Turkey’s Twitter phenomenon

I had an article out yesterday for the Christian Science Monitor, looking at the significant role of Twitter in breaking media censorship in Turkey.

It has always struck me as interesting that Turkish journalists and news columnists command such huge Twitter followings. From my article:

Turkey already has more journalists in prison than Iran and China, mostly on dubious charges of “terrorism.” It is also ranked 148th out of 179 countries in Reporters Without Borders’ 2011-2012 Press Freedom Index. More curbs may be coming: This month lawmakers from the ruling Justice and Development Party (AKP) said they were considering introducing changes to press laws that could restrict reports on grounds of “disrupting public morality.” 

Meanwhile, Turkey now ranks 11th in the world for Twitter usage, according to Semiocast, a company specializing in digital analytics.

Uptake of social media is driven by Turkey’s increasingly tech-savvy population. Around a quarter of the country’s cell phone users own a smart phone, the second highest rate in Central and Eastern Europe, according to market research company GfK.

As the Uludere tragedy coverage showed, Twitter has already developed into a powerful tool for disseminating news. Turkish journalists’ Twitter followings often dwarf those of their foreign counterparts, even in countries where usage far outstrips Turkey’s.

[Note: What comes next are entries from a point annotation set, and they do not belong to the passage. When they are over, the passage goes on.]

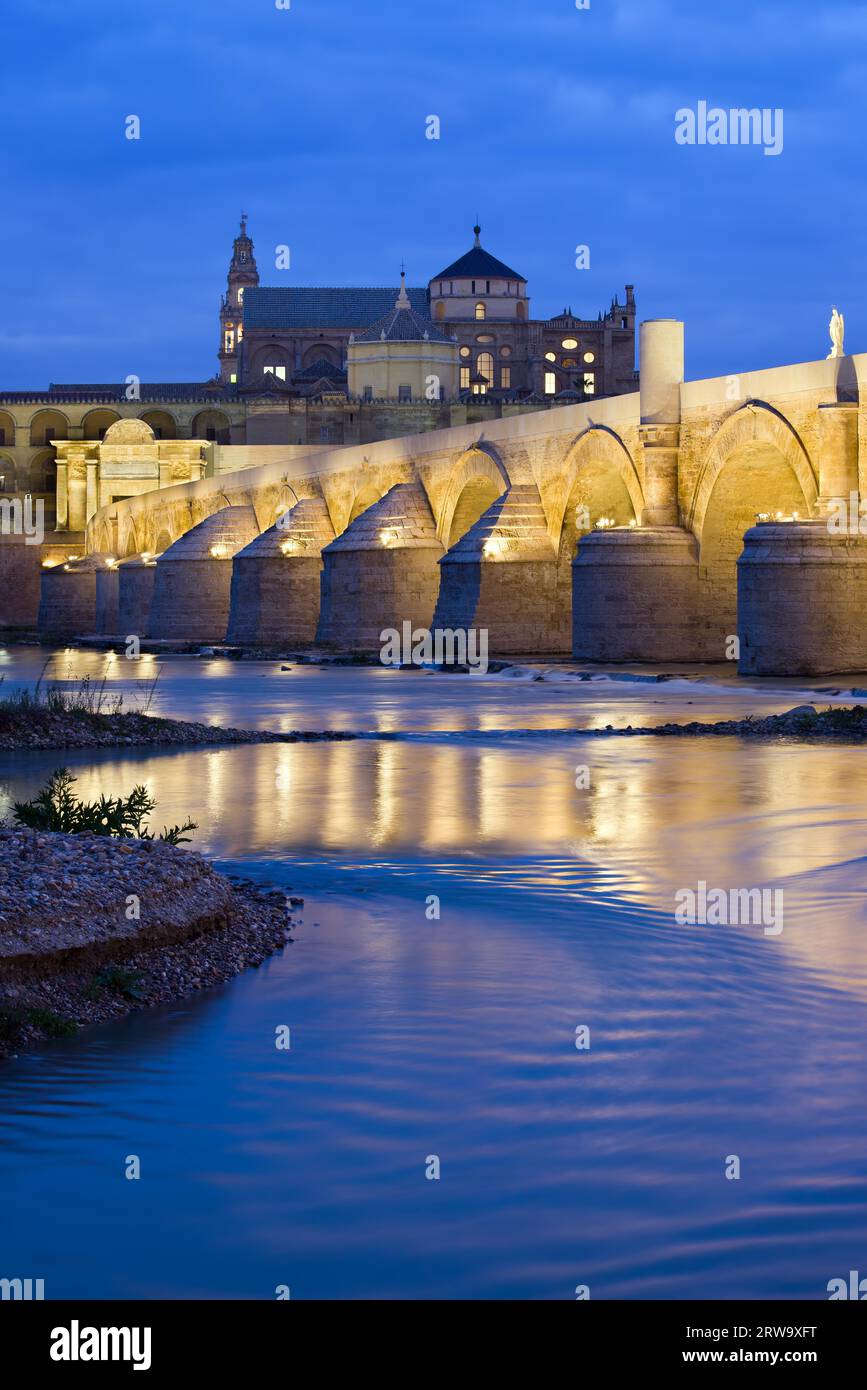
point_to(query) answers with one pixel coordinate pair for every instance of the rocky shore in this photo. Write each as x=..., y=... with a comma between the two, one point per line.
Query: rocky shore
x=805, y=722
x=93, y=927
x=36, y=727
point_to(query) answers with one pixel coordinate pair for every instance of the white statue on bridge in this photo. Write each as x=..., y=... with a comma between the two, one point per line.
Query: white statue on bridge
x=837, y=328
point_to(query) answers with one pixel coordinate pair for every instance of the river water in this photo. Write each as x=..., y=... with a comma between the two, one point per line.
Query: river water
x=416, y=1036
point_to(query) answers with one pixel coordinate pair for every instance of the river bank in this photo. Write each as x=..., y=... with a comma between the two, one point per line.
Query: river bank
x=805, y=723
x=93, y=929
x=39, y=727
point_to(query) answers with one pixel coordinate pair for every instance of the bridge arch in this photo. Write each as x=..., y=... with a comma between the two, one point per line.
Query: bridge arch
x=755, y=463
x=755, y=437
x=475, y=481
x=598, y=474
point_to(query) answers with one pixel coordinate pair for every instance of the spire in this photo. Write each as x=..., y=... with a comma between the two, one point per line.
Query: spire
x=403, y=299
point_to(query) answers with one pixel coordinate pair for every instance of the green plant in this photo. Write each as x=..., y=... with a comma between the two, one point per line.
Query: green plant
x=13, y=1022
x=120, y=979
x=57, y=808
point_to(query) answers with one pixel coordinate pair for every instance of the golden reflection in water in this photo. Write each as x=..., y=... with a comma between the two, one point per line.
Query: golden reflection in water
x=659, y=815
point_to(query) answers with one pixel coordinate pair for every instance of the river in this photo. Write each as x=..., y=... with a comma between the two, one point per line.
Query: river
x=468, y=906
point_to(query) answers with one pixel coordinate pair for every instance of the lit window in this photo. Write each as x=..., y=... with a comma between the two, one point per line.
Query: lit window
x=484, y=367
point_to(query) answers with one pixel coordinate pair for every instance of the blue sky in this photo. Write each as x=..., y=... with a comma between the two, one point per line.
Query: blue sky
x=556, y=127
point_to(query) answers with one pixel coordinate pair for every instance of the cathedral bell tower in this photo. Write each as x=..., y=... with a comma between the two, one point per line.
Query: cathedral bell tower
x=242, y=277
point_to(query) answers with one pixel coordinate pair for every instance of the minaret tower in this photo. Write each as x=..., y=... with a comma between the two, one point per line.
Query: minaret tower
x=242, y=277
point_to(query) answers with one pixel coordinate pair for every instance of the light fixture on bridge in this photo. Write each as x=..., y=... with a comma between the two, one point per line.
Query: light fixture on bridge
x=495, y=545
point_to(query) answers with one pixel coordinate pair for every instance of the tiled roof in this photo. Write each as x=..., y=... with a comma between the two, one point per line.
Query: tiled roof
x=109, y=394
x=325, y=307
x=478, y=264
x=402, y=325
x=321, y=367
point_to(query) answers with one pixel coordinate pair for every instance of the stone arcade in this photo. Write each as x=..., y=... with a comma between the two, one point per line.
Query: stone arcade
x=714, y=523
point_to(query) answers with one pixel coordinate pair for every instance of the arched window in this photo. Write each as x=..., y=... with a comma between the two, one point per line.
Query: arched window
x=484, y=367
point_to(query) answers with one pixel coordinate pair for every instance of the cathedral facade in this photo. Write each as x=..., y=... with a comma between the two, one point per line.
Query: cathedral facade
x=320, y=367
x=302, y=337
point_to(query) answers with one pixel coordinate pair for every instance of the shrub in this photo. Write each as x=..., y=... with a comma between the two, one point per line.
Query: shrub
x=57, y=808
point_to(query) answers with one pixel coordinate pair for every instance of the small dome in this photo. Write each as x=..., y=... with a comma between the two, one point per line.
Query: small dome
x=128, y=431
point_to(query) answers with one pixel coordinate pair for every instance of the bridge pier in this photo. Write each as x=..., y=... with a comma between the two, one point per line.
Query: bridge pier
x=136, y=578
x=191, y=598
x=502, y=577
x=107, y=590
x=802, y=597
x=67, y=598
x=637, y=598
x=275, y=580
x=381, y=571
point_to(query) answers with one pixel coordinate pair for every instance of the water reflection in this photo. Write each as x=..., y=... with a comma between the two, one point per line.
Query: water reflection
x=457, y=1036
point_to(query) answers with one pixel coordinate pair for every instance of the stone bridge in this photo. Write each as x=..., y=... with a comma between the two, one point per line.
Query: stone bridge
x=652, y=527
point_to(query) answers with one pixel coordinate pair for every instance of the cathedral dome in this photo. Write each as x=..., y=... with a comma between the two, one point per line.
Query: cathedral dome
x=128, y=431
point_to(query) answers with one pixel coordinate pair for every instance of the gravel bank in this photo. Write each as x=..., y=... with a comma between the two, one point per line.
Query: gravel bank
x=92, y=929
x=50, y=729
x=803, y=723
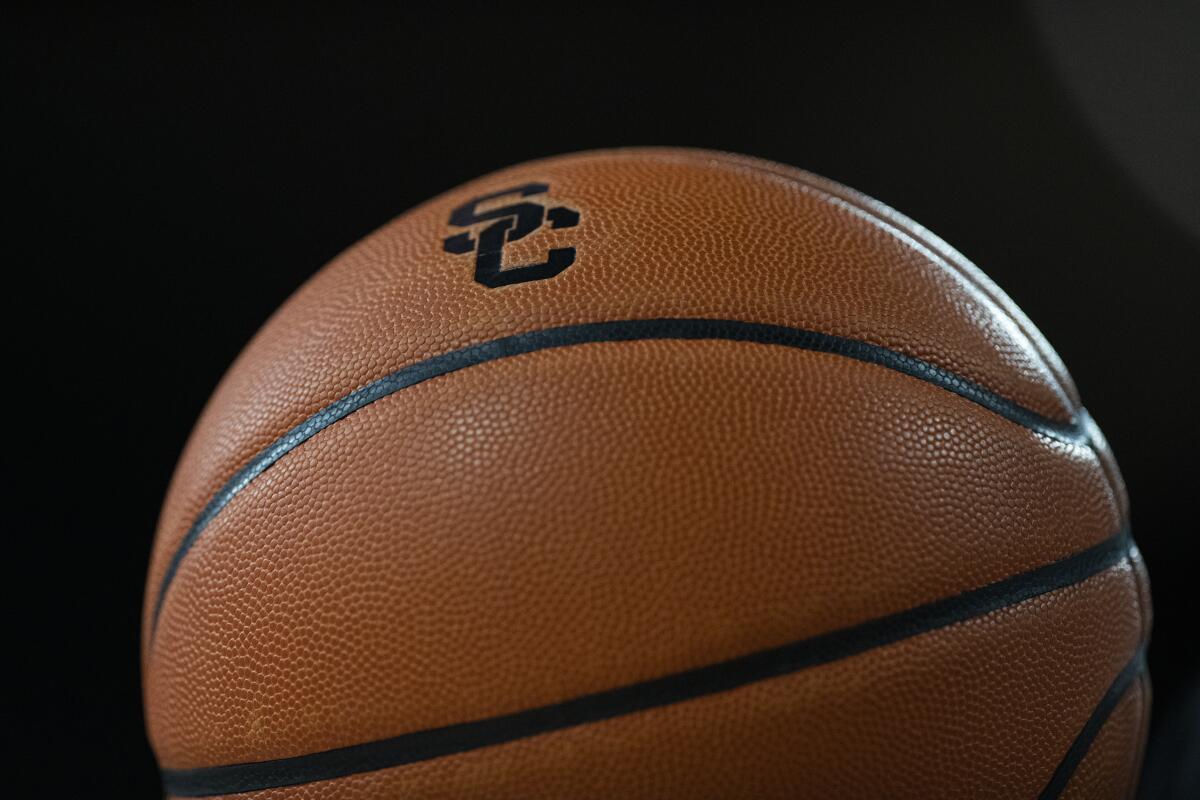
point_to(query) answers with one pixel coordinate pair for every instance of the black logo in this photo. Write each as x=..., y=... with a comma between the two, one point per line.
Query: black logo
x=513, y=222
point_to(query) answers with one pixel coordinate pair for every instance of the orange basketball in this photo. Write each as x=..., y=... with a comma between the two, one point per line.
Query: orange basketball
x=647, y=474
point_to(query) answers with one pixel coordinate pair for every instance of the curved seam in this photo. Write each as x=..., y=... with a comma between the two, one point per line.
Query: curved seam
x=670, y=690
x=1083, y=741
x=942, y=251
x=868, y=208
x=607, y=331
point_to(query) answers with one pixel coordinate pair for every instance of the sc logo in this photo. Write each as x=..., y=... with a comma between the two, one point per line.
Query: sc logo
x=513, y=222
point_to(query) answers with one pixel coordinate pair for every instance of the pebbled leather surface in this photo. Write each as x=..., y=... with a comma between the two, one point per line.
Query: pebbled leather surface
x=969, y=711
x=1114, y=761
x=540, y=527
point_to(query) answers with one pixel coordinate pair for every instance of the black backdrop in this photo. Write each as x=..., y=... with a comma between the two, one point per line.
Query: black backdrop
x=177, y=176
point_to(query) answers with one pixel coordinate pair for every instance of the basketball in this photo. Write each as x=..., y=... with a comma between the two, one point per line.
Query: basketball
x=647, y=473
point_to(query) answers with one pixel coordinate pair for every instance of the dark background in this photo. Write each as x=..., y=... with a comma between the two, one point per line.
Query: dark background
x=174, y=178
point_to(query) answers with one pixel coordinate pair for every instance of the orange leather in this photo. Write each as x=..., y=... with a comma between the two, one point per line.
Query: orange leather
x=546, y=525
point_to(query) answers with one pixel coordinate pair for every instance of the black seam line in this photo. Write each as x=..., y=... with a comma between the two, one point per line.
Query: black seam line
x=609, y=331
x=672, y=689
x=1079, y=747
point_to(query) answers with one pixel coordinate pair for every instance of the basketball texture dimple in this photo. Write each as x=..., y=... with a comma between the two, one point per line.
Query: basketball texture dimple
x=647, y=474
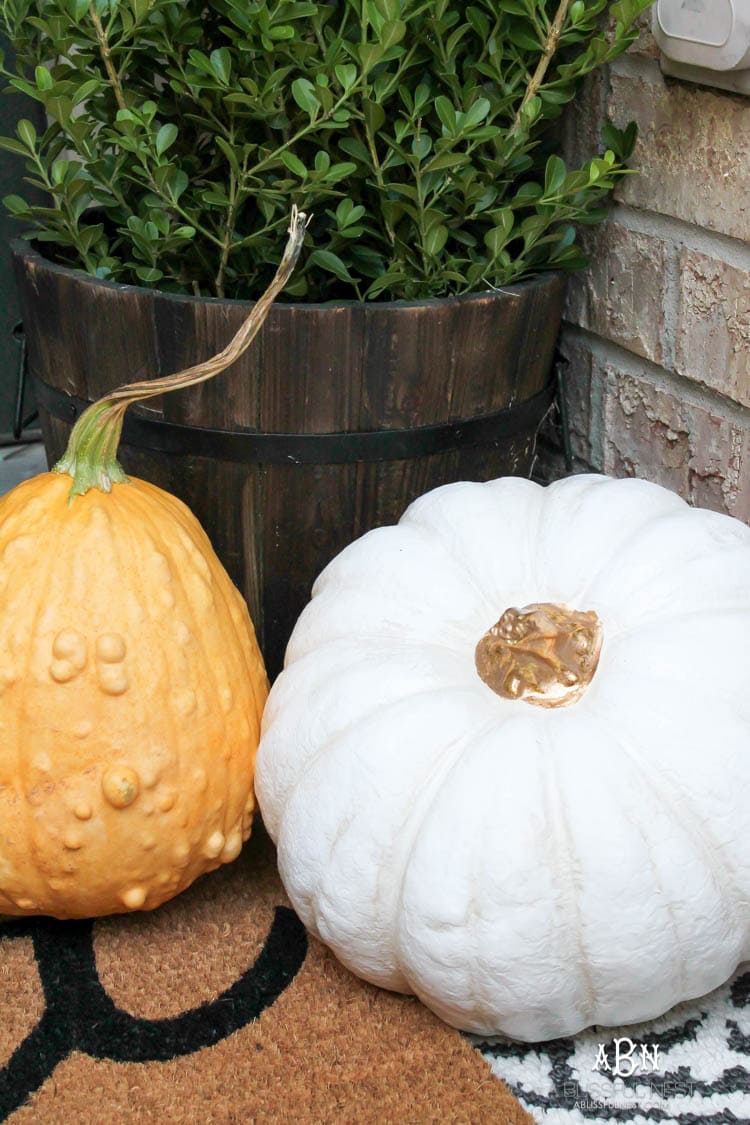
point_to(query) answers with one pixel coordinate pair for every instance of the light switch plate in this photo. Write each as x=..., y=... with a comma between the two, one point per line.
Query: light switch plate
x=705, y=41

Temelkuran has more than 300,000 followers, outstripping almost all the most prominent TV and print journalists in the UK, which has nearly four times as many Twitter users as Turkey.

“It’s crazy,” says Akinan, who now has more than 100,000 followers. “It’s not like I’m a celebrity or a beautiful woman posting pictures of myself. I’m a journalist.”

Professor Uckan says that whilst Turks may not trust their newspapers and television stations, they often do trust the reporters who work for them.

“People don’t see the mainstream media as a source of real news, but they respect a lot of journalists and follow them on Twitter, hoping to get the news that they can’t publish in their newspapers.”

The article also looked at the growing atmosphere of self-censorship that many Turkish journalists describe. In particular, they say that it is becoming taboo to strongly criticize the government.

When this issue comes up, defenders and allies of the AKP tend to say: ‘What about Sözcu?” Sözcu is a small newspaper that remains rabidly critical of the AKP, however it is a fringe publication. In the current situation, according to journalist Serdar Akinan, critical voices have been pushed to these fringes, to such small publications as Sözcu, which espouse extreme and easily discredited viewpoints.

It is at the centre of the media, where it matters, that criticism is being phased out: on the big TV stations and high circulation newspapers.

“We are airing government ministers’ speeches and no one contradicts them. If you do you can lose your job easily,” says Akinan. “Before you could compare different ideas but now that’s finished. They pushed [critical viewpoints] to the edges and you can say they’re crazy people.”

Coincidentally, Erdogan insisted he is big opponent of media censorship in an interview with the Istanbul Review, Hurriyet Daily News reports. “Freedom of expression is a field we are very keen on,” he gushed, “one the standards of which we raise with each passing day.”

It’s difficult to square those comments with the government’s latest ideas for new press laws.